Reverse bidding for power isn’t all it is made out to be
Given how smoothly even the second round of auctions is proceeding, it is not surprising the government should be happy with the way things are turning out. Yet, it is emphasising the wrong aspect of the bidding. What has to be celebrated, and the government is doing that, is the fact that the allocation of minerals is now becoming fully transparent—for a government as committed as this one to eliminating black money, this is a very good place to start.

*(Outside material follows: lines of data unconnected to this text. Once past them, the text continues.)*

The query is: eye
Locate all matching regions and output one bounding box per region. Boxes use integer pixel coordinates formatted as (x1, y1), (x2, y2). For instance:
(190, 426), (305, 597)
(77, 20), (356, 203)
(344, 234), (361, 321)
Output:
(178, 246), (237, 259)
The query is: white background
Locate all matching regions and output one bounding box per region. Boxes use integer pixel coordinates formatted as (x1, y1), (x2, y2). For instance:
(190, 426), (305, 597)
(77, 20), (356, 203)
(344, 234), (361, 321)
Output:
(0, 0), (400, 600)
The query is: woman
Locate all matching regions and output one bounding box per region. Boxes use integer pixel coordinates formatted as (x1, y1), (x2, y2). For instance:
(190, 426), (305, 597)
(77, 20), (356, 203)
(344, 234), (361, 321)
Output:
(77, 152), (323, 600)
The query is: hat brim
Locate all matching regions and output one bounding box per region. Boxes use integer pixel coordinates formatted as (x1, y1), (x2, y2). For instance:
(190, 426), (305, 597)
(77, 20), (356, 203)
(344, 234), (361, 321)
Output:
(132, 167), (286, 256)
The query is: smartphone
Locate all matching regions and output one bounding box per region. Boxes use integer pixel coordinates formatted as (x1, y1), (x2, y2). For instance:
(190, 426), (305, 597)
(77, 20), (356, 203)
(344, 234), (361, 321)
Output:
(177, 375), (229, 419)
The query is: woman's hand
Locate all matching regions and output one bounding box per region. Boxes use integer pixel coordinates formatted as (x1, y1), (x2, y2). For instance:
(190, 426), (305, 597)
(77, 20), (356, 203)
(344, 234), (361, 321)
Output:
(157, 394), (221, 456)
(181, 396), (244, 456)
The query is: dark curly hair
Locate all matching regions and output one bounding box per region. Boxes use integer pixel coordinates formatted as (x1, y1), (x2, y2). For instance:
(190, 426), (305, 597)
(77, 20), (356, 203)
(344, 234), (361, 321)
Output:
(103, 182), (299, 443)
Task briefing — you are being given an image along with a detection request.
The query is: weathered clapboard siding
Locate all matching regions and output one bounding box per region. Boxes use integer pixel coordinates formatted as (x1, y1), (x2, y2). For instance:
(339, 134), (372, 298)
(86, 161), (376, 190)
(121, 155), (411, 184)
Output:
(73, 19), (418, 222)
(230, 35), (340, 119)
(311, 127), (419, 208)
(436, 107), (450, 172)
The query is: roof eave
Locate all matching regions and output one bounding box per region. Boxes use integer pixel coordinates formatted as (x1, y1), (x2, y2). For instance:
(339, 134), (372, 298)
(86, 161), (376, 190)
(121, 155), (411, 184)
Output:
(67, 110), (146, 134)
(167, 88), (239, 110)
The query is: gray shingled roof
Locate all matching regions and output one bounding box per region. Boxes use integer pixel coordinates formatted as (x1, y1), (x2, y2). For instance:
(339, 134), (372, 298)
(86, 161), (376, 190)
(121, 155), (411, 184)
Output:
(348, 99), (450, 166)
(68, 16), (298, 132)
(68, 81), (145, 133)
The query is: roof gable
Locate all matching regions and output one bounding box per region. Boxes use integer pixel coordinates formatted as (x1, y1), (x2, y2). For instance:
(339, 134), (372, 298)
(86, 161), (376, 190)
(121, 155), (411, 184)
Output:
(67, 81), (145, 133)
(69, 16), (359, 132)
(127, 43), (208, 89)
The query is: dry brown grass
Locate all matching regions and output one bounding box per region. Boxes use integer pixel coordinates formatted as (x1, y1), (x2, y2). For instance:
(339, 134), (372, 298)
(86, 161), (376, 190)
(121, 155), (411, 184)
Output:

The ‘reverse-bidding’ of coal for the power sector, which the government is celebrating—this has been touted as a way to reduce power sector tariffs—however, needs a serious rethink, at least for the mines that are yet to be bid out in the power sector.
The way the auction works, once a base coal price is fixed, bids have to be made on the basis of this. So, if a coal-based power plant is charging 65 paise per unit of electricity as the fuel cost, the winning bids have to be lower than this. So, if a firm bids 50 paise as the fuel cost based on a particular coal mine, it will win the bid. In the current bids, not only have bidders agreed not to charge anything for the coal they mine, they have also offered to pay the states—in which these mines are located—some extra money per tonne of coal. How are power plants agreeing not to charge for their coal, and even paying more money from their pockets to the states? The government believes this is proof of the padding in tariffs that was going on earlier, but that seems difficult to believe considering the biggest thermal power producer NTPC is a government-owned company. The simpler explanation is that, since several power plants are operating at very low capacity, they feel they will lose less money by absorbing the coal cost as compared to the current situation where their plants are lying idle.
The point, however, is that the bids will not lower costs, they will only change its composition. By and large, winning bids are by firms that don’t, as yet, have signed power purchase agreements—firms that do cannot afford to bid zero values for the coal in their tariff. The winning firms, however, will now bid a zero coal/energy tariff but will simply hike their capacity/capital tariff—there is talk of capping capital costs, but that may not be legally feasible. Another complication, since all costs will now be capital costs, if a buyer wants to stop purchases for whatever reason, it will have to pay all the costs—in the earlier situation, while it also paid the capital costs, these were lower. Also, given firms with lower variable costs get priority in dispatching electricity, power from the new mines—with zero fuel costs—will get priority even though they may cost more than other power which has a coal-price element to it. This changes the way the system operates and is potentially problematic.